2889-Ecclesia in Europa - France Catholique
Edit Template
Le martyre des carmélites
Edit Template

2889-Ecclesia in Europa

Copier le lien

La publication de l’exhortation Ecclesia in Europa, signée samedi par Jean-Paul II, intervient à un moment particulièrement opportun. Ce texte, d’une grande densité, vient en effet éclairer les enjeux des grands débats qui se déroulent à propos de la construction d’un vaste ensemble politique, auquel aspirent désormais la quasi totalité des peuples du Continent. L’exhortation déborde certes, très largement, cette perspective politique, mais elle la prend en charge, n’hésitant pas à intervenir, avec vigueur, dans des rappels et des définitions, que le projet réalisé autour du président Valéry Giscard d’Estaing n’a pas osé reprendre à son compte. Pourtant c’est une question essentielle.
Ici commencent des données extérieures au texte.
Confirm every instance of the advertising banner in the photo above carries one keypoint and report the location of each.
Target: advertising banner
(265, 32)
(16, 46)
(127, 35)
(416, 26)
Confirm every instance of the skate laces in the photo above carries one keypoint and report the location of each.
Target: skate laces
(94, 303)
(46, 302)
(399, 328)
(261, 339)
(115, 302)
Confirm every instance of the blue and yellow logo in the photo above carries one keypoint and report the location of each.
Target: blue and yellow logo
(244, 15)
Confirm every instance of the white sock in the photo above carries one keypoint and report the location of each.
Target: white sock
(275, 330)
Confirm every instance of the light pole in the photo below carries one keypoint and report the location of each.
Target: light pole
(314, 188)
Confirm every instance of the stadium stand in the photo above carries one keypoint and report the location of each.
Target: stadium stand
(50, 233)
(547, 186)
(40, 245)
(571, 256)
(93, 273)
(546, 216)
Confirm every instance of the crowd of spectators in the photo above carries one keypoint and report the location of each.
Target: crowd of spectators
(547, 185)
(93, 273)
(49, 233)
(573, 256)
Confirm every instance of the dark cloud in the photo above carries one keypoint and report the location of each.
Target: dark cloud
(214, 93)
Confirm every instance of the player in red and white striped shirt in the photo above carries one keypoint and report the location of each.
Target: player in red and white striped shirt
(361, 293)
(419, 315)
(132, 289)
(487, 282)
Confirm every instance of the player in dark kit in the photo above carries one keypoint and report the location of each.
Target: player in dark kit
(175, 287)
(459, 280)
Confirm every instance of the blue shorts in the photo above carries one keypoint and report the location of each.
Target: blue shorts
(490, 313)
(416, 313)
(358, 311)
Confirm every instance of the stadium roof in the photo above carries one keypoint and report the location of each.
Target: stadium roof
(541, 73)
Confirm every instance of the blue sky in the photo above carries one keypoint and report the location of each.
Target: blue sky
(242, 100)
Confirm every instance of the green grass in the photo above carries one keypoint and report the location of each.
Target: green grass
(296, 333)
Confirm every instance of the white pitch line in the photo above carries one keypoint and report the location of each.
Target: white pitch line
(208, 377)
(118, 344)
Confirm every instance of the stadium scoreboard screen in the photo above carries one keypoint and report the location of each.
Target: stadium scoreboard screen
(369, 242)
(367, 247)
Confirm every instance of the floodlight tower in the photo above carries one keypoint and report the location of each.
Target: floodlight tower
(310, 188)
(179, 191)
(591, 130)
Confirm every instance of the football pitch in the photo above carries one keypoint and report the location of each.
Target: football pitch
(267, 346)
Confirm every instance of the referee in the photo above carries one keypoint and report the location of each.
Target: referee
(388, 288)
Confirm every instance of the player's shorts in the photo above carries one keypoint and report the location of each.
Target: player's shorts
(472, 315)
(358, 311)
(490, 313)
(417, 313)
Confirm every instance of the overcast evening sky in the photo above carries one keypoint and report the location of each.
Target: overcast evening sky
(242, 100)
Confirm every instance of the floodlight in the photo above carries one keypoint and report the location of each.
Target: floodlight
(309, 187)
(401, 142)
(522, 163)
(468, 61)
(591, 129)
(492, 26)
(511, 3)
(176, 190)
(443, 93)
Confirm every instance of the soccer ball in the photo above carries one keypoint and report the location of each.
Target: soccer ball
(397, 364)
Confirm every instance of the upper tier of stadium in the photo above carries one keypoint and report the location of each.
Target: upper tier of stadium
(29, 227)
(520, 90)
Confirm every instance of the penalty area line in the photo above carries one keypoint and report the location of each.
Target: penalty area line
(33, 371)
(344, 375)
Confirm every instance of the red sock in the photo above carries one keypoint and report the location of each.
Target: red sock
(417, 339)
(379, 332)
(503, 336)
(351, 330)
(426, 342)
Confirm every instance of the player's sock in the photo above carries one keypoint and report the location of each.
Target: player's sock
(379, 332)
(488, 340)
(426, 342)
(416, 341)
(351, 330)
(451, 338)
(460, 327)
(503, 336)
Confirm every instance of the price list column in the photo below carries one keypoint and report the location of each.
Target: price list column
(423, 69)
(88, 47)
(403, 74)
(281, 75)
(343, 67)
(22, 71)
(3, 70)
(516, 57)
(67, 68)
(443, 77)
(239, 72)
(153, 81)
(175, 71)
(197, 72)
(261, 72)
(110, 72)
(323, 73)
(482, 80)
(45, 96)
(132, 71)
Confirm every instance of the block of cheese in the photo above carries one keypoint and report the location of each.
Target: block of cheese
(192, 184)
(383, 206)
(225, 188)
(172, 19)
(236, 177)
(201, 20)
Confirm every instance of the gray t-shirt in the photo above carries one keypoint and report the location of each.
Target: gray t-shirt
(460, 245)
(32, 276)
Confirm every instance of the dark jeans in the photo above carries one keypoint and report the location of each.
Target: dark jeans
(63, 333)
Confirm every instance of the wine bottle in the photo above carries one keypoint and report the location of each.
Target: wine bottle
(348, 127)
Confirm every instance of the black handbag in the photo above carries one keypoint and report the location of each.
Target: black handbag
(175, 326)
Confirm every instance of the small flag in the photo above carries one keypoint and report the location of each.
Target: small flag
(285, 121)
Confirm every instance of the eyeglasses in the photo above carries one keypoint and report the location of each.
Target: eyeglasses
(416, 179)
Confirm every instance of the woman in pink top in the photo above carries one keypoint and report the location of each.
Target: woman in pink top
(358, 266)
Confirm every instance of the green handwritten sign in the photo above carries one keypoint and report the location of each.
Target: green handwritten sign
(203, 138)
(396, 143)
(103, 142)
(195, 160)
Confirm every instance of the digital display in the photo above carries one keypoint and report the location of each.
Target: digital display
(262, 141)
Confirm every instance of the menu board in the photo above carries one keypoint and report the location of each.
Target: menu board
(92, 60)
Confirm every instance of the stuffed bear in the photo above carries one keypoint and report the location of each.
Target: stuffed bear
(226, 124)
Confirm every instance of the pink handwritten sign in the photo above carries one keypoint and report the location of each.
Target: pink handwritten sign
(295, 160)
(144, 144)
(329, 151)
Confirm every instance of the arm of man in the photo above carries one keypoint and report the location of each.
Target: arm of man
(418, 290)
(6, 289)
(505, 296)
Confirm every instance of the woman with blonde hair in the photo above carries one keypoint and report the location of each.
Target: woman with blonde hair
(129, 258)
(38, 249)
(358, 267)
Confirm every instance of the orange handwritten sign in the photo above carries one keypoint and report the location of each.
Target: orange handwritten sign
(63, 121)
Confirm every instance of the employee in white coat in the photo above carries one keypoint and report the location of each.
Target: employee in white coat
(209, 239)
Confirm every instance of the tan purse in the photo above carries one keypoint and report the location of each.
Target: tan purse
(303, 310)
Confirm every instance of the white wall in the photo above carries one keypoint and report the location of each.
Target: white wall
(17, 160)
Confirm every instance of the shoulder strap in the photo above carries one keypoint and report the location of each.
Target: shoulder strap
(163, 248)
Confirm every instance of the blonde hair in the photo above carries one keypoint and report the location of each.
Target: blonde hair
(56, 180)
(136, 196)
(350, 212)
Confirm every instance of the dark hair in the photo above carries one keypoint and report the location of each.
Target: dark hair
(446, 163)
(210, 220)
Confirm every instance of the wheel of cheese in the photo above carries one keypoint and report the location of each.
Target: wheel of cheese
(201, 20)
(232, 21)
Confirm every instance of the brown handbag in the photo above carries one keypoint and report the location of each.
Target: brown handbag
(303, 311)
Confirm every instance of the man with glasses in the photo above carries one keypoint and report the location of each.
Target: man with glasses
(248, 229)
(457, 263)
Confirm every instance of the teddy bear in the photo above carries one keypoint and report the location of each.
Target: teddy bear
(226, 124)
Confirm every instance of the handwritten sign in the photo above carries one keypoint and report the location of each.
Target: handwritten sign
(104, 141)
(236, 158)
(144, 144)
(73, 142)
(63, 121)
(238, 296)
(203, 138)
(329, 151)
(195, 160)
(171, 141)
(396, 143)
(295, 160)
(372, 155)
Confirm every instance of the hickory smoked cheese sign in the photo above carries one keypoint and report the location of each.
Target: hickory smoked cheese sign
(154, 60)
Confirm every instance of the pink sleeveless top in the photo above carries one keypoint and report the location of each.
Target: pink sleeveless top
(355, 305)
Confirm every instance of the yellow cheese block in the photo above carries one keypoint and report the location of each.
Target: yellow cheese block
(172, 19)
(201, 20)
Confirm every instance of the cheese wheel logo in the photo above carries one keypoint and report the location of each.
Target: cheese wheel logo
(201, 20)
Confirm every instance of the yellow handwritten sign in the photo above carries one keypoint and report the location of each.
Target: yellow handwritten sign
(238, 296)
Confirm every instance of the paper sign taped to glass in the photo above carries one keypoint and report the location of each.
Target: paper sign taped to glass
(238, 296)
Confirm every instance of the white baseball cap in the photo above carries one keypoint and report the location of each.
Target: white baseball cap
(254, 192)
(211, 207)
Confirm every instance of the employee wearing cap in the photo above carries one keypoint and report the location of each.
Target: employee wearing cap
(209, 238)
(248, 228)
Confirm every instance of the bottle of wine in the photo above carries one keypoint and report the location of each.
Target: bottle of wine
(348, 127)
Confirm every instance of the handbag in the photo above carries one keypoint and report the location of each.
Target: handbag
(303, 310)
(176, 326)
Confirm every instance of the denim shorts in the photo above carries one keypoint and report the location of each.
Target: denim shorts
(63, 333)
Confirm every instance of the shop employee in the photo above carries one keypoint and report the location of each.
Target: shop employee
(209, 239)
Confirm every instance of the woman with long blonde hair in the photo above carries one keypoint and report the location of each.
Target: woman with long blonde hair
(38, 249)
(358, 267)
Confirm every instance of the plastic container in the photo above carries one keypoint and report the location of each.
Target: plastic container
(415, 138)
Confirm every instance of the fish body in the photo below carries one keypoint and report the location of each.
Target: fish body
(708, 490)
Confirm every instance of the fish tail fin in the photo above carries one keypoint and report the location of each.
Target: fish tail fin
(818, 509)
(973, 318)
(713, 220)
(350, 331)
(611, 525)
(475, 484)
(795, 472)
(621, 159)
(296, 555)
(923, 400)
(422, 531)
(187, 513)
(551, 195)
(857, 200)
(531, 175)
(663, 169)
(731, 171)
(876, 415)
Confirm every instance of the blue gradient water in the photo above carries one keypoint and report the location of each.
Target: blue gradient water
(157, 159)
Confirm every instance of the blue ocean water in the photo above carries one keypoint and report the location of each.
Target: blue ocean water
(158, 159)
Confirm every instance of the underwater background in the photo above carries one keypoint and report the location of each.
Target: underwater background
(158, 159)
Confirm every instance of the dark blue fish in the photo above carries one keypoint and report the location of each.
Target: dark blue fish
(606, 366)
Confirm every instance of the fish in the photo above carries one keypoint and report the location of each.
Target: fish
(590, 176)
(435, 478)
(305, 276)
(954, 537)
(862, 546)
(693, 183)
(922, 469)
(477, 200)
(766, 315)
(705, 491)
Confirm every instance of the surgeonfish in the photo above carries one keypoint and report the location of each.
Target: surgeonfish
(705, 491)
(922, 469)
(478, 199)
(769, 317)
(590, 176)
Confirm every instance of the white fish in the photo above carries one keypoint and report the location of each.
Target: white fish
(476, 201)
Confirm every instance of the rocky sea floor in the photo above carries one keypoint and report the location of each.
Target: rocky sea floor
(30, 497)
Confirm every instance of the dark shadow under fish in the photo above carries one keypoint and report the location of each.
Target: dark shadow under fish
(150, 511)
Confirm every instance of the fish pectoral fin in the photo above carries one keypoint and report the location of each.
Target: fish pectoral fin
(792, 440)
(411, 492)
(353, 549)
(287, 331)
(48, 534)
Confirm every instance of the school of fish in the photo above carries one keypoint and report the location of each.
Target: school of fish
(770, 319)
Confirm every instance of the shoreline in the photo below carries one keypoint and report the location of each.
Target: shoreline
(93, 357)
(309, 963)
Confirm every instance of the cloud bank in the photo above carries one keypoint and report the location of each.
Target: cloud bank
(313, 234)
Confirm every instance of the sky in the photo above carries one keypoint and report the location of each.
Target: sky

Qu’est l’Europe dans l’oubli persistant de ce qui lui a conféré l’unité spirituelle ou intellectuelle ? Le synode des évêques européens tenu en 1999 avait déjà insisté sur la notion de « concept majoritairement culturel et historique caractérisant une réalité née comme continent grâce, entre autres, à la force unificatrice du christianisme ; celui-ci a su fondre entre eux des peuples différents et des cultures diverses, et il est intimement lié à la culture européenne tout entière ».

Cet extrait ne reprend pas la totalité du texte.